Vücudunuzu Gebeliğe Hazırlayın
Sağlıklı yaşamdan anne ve baba adayları kişisel olarak da fayda sağlarlar.

Kadınlar için:

Dengeli beslenin; Dengesiz beslenme ve aşırı sıkı diyetler vücut dengenizi bozarken, bağışıklık sisteminizi zayıflatacaktır. İyi beslenin ve sarsıcı diyetlerden kaçının. Yüksek A vitamini içeren gıdaların aşırı tüketimi bebeğiniz için zararlı olabilir. Buna karşın D vitamini alımınızı arttırabilirsiniz, bu sizin için gerekli olan kalsiyumun bağırsaklardan emilimini arttıracaktır.

Egzersiz; Aşırı egzersizlerden kaçının. Yürüyüş yapabilir, kalça, bel, karın ve pelvik kasları güçlendirici çalışmalar yapabilirsiniz.

Su tüketimi; Günde 10 – 12 bardak su için. Bu tüketimi gün içerisine yayın.

Fazla kafeinden kaçının; Kahve ve çay tüketiminizi günlük 2 – 3 fincan çay ya da kahve ile sınırlayın. Kafeinin kola ve çikolatada da olduğunu aklınızdan çıkarmayın.

Sigarayı bırakın; Gebe kalma şansınız üzerine olumsuz etkisi vardır.

Alkol tüketimini azaltın; Gebelikte tüketiminin güvenli olduğu bir düzey saptanmamıştır. Bir seferde 2 kadeh şarap ve biradan fazlasını tüketmeyin.

Enfeksiyonlardan korunun; Et, balık ve yumurtanın iyi pişmiş olarak tüketilmesine dikkat edin. Pastörize olmayan süt ve süt ürünlerini tüketmeyin. Sebze ve meyveleri iyi yıkayarak yiyin. Hayvanlarla temastan sonra ellerinizi iyice yıkayın. Özellikle kedilerden bulaşabilecek toksoplazmoz için dikkatli olun.

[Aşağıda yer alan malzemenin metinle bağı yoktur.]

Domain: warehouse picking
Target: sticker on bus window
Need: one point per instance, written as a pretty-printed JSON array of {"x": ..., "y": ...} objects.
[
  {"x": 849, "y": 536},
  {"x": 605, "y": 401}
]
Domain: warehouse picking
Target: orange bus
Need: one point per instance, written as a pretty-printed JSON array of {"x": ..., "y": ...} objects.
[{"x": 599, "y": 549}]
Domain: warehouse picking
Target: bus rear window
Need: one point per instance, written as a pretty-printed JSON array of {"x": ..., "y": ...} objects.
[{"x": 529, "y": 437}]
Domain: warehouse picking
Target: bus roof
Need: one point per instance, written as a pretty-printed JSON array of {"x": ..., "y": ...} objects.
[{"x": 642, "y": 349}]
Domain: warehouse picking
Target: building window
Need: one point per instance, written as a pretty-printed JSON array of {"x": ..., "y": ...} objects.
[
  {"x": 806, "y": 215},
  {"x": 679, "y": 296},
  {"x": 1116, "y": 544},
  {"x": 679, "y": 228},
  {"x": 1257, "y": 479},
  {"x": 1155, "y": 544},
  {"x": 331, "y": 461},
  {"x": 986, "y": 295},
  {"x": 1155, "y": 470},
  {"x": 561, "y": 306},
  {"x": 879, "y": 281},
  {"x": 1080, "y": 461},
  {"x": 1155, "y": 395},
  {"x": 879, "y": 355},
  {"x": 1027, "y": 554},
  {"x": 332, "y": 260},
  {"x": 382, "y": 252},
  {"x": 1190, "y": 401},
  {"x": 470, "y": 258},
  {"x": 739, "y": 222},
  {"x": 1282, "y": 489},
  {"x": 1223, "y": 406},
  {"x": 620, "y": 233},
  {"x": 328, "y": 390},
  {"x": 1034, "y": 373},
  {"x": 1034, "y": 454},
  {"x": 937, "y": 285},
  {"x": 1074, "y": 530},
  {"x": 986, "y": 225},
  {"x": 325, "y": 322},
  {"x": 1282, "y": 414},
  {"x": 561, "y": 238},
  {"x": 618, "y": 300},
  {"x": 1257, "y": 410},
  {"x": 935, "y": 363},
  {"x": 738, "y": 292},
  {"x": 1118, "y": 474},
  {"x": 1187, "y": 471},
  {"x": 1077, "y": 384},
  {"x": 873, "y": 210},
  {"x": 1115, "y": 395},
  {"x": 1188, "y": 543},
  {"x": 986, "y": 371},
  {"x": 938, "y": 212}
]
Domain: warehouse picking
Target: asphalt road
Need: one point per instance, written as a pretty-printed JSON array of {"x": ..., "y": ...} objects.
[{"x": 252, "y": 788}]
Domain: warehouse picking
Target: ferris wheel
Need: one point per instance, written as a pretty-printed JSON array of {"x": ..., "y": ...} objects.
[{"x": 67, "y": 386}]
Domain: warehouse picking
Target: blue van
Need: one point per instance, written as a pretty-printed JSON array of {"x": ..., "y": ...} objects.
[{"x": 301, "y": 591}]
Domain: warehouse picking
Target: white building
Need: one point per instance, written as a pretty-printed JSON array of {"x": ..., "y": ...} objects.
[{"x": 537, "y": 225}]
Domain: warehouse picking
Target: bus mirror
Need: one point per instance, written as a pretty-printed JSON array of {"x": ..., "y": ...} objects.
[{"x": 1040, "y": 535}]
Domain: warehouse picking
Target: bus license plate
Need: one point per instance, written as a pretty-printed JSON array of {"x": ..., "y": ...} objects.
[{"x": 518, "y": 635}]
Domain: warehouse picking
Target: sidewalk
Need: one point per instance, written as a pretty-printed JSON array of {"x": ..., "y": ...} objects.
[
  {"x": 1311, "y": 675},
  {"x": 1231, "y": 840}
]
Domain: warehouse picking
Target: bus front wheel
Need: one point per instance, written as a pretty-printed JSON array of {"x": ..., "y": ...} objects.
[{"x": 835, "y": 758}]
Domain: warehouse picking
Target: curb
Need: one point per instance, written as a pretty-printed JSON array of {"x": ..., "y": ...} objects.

Kedi dışkısı ile kirlenmiş eşya ve yiyecekler size bu hastalığı taşıyabilir.

Kullandığınız ilaçları ve besin desteklerini doktorunuzla konuşun

Kimyasallardan kaçının

Aşırı sıcak ortamlarda bulunmayın (sauna, hamam v.b.)

Stresinizi atacak hobiler edinin                     
Folik asid alın; Spina bifida gibi (omurganın kımi açık kalması) nöral tüp defektlerini azaltmak için planı gebelikten en az 1 ay öncesinden başlayarak günde en az 400 mcg folik asid alın ve gebelik 12 haftalık olana kadar devam edin.


Erkekler için;

 Beslenmenize ve alışkanlıklarınıza dikkat edin; Sperm oluşumu ve dışarı atılması 72 gün sürer. Bu dönemdeki kötü alışkanlıklar tedavi başarınızı etkileyebilir.

 Kimyasallardan ve çevresel toksinlerden uzak durun; Özellikle boya, yapıştırıcılar, baskı mürekkebi ve böcek ilaçlarına dikkat etmek gerekir.          
Sigara içmeyi bırakın; Sigara, sperm gelişimini olumsuz etkiler.

Kullandığınız ilaçları doktorunuz ile gözden geçirin; Peptik ülser, yüksek tansiyon ilaçları sperm sayısını düşürebilir. Erkeklik hormonu ilaçları ve Sulfasalazin kullanımında sperm üretimi tamamen durabilir.